I can see there are two ways of designing the “
@” symbol.
One is to let the whole symbol sit a bit lower than baseline (e.g. Proxima Nova), and another one is to have the “a” inside the symbol sit on the baseline and let the tail go further (e.g. Aktiv Grotesk).
How do you decide on which way to use? Are there any rules to follow?
Also, I saw this on Wikipedia. It's a Bulgarian translation of the Manasses Chronicle (c. 1345). Seems like the “a”
was sitting on the baseline.
Comments
"The commercial at symbol is often centered optically on the lining numeral height. However, in an alternative alignment, the a-part of the character centers roughly on an average x-height."
I tend to judge its alignment and even its size upon the face I'm working on and its intended use.
Seems like aligning the at sign to the lowercase(and separately to the uppercase) would make a lot more sense to our current usage(for email address and prefix of username).
Regarding the old Agfa specs: After some research, I guess the reason why it's suggesting to place the symbol optically centered to the lining numeral is that the at symbol was used to represent the cost or weight of something. So it'd be safe to assume the character after the at symbol would always be either a number or another symbol that's placed before a number like $, or any currency symbol(which is expected to be well-aligned with numbers).
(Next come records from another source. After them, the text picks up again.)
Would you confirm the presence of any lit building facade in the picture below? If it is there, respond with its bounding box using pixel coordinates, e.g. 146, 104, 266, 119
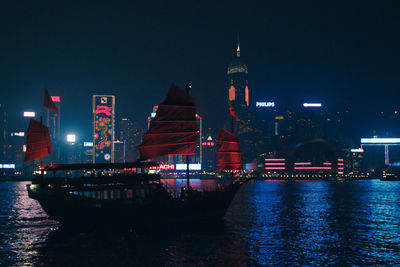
227, 43, 250, 117
47, 96, 61, 163
118, 118, 142, 162
0, 104, 8, 163
92, 95, 115, 163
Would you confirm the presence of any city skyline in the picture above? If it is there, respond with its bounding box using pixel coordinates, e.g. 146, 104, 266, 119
0, 2, 400, 137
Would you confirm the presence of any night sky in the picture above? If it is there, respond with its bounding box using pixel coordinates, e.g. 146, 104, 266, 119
0, 0, 400, 139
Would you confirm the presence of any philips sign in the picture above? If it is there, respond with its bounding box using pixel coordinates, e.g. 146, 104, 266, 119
256, 102, 275, 108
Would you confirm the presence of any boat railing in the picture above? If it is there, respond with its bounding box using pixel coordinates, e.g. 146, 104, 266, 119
160, 182, 181, 198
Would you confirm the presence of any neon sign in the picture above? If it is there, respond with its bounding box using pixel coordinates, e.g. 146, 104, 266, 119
361, 138, 400, 144
175, 163, 201, 171
96, 105, 112, 116
92, 95, 115, 163
256, 102, 275, 108
11, 132, 25, 137
51, 95, 61, 103
24, 111, 36, 118
0, 164, 15, 169
303, 103, 322, 108
150, 164, 175, 171
83, 142, 93, 147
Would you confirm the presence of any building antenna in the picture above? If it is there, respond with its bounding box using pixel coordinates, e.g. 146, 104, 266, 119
236, 33, 240, 57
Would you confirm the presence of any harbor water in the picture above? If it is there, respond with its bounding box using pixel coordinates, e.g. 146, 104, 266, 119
0, 180, 400, 266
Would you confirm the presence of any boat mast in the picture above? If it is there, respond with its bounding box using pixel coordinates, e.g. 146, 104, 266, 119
186, 82, 192, 190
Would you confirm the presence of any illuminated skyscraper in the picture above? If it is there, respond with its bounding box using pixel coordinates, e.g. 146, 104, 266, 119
93, 95, 115, 163
227, 42, 249, 117
0, 104, 7, 163
118, 118, 142, 162
47, 96, 61, 163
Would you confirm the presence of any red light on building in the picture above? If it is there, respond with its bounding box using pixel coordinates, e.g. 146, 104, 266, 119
51, 95, 61, 103
150, 164, 175, 171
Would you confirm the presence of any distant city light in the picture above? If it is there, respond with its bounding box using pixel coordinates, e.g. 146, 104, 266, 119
175, 163, 201, 171
303, 103, 322, 108
51, 95, 61, 103
83, 142, 93, 147
67, 134, 76, 143
361, 138, 400, 144
294, 167, 332, 170
150, 164, 175, 170
11, 132, 25, 137
0, 164, 15, 169
24, 111, 36, 118
256, 102, 275, 108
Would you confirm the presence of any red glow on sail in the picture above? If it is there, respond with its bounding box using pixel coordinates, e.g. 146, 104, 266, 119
138, 85, 198, 159
24, 119, 53, 162
217, 128, 243, 171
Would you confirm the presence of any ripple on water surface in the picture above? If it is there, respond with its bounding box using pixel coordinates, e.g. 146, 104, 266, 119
0, 180, 400, 266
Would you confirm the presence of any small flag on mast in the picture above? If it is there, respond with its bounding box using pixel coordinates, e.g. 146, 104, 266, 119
43, 88, 60, 117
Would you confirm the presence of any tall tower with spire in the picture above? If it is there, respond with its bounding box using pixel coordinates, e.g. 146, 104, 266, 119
227, 40, 249, 117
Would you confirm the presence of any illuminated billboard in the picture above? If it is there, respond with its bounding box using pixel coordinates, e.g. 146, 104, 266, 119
256, 102, 275, 108
361, 138, 400, 144
24, 111, 36, 118
303, 103, 322, 108
175, 163, 201, 171
93, 95, 115, 163
51, 95, 61, 103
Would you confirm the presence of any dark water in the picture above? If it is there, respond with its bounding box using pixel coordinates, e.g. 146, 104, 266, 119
0, 180, 400, 266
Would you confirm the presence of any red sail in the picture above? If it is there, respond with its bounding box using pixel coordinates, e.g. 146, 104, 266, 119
217, 128, 243, 171
138, 85, 199, 159
24, 119, 53, 162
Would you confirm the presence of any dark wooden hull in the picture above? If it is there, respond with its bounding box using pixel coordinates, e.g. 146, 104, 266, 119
27, 178, 242, 226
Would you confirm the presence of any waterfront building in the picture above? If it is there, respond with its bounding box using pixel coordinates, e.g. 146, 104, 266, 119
227, 42, 250, 117
0, 104, 8, 163
46, 96, 61, 162
116, 117, 142, 162
92, 95, 115, 163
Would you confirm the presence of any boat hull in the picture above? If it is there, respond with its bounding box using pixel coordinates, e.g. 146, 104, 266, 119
27, 183, 241, 226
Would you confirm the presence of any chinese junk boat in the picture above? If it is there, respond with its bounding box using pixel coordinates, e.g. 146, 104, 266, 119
27, 85, 243, 225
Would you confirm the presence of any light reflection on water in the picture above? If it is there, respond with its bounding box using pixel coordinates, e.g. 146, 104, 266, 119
0, 180, 400, 266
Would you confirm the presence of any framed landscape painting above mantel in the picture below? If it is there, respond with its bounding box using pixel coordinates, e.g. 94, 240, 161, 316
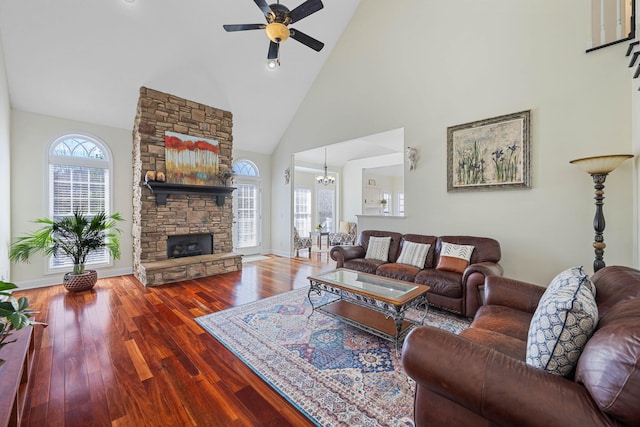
447, 110, 531, 191
164, 131, 220, 186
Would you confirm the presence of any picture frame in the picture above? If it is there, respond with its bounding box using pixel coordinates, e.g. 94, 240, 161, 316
164, 131, 221, 186
447, 110, 531, 192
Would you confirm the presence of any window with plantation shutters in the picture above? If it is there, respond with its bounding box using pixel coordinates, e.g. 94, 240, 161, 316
49, 134, 111, 270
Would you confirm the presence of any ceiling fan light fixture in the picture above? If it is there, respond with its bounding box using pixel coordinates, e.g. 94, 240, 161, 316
265, 22, 289, 43
267, 59, 280, 70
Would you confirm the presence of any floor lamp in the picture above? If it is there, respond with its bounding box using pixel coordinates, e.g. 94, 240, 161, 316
569, 154, 633, 273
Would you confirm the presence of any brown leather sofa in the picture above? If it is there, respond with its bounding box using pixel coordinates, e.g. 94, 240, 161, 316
402, 266, 640, 427
331, 230, 503, 317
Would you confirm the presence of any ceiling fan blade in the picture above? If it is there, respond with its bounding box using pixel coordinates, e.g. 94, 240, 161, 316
267, 42, 280, 59
289, 0, 324, 24
253, 0, 271, 16
289, 28, 324, 52
222, 24, 266, 31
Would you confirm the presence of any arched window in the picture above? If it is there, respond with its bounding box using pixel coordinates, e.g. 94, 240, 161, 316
49, 134, 112, 270
231, 159, 262, 255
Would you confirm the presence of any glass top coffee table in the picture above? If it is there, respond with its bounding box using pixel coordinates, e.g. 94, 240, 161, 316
307, 268, 430, 354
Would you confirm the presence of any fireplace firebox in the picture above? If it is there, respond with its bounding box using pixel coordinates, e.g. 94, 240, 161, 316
167, 233, 213, 258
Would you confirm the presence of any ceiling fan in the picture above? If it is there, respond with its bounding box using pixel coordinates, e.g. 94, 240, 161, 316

And it looks like Proxima Nova(the original was created in early 90s, I think) was designed to work the Agfa specs way. It makes sense to work better with numbers at that time.
I sometimes add a cased version to my more extensive fonts.
The very bold weights are tricky!
So that you can include email addresses in all-caps headlines, or other all-caps text.
Adobe (once you scroll past the non-Latin stuff), Font Bureau, FontFont, and House Industries generally get this right, but Linotype and Monotype forgot to update their specs for many of their recent releases.
Kinesis 3, a revision of an older design, is the only outlier.